2. Background of the Invention
Controlling the atomic layer growth is one of the ultimate goals for the semiconductor industry. Copper has displaced aluminum to become the standard back-end-of-line (BEOL) metallization material for advanced logic devices. Copper's benefits over aluminum for logic are now well-documented. Its lower resistivity allows line thickness to be reduced by nearly one-third while achieving similar sheet resistance (as aluminum). Ta/TaN liner/barrier and Cu seed layer are usually deposited using Ionized Physical Vapor Deposition (iPVD) and trenches may be filled with Cu by Electro-Chemical Deposition (ECD). One limitation inherent with this process is the non-conformality of the deposition of Cu by iPVD.
The formation of copper containing films via Chemical Vapor and Atomic Layer Deposition (CVD and ALD) are promising. CVD and ALD are the main gas phase chemical process used to control deposition at the atomic scale and create extremely thin and conformal coatings. In a typical CVD process, the wafer is exposed to one or more volatile precursors, which react and/or decompose on the substrate surface to produce the desired deposit. ALD process are based on sequential and saturating surface reactions of alternatively applied metal precursor, separated by inert gas purging. For process reasons, deposition of copper would be best realized at low temperature, below 150° C., which makes deposition of copper particularly challenging. To overcome this difficulty, some have used a surface activating agent (pyrazole for instance) to enable the deposition of copper using copper bis-β-diketiminate precursors on metal surface at low temperature. Nevertheless direct deposition of copper on the semiconductor substrate remains impossible in a classical thermal CVD or ALD process.

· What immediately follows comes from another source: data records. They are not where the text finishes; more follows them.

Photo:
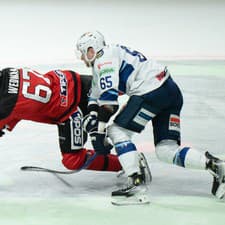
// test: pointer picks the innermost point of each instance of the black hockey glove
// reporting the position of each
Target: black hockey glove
(90, 123)
(100, 143)
(1, 133)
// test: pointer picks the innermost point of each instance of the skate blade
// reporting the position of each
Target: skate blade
(131, 200)
(220, 193)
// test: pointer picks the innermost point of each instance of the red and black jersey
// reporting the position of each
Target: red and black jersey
(28, 95)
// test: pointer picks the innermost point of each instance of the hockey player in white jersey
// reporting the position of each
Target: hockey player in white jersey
(153, 96)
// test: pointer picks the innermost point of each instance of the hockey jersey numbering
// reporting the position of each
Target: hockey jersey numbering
(29, 95)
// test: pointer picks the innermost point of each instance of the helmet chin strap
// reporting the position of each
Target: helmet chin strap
(89, 62)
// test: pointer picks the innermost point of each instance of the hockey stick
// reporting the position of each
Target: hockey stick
(42, 169)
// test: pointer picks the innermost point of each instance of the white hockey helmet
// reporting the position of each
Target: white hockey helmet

Furthermore, metal silicide layers are a useful material in transistors to improve the conductivity of polysilicon. For instance nickel silicide (NiSi) or cobalt silicide (CoSi2) may be used as a contact in the source and drain of the transistor to improve conductivity. The process to form metal silicide begins by the deposition of a thin transition metal layer, nickel for instance, on the polysilicon. The metal and a portion of the polysilicon are then alloyed together to form the metal silicide layer. In theory, a thin layer of pure metal could be produced using CVD or ALD process but, the process could fail if the precursor has too much thermal stability.
PEALD and PECVD are promising techniques to produce high purity and high-density metal thin films even at low growth temperatures. During a plasma process, plasma is introduced during the reactant pulse step of each cycle to activate the reducing gas, which will further react with the surface species. PEALD and PECVD process have never been considered so far for the deposition of metal films using metal bis-β-diketiminate precursors.
Consequently, there exists a need for metal bis-β-diketiminate precursors, and methods of their use in deposition processes for creating a thin film.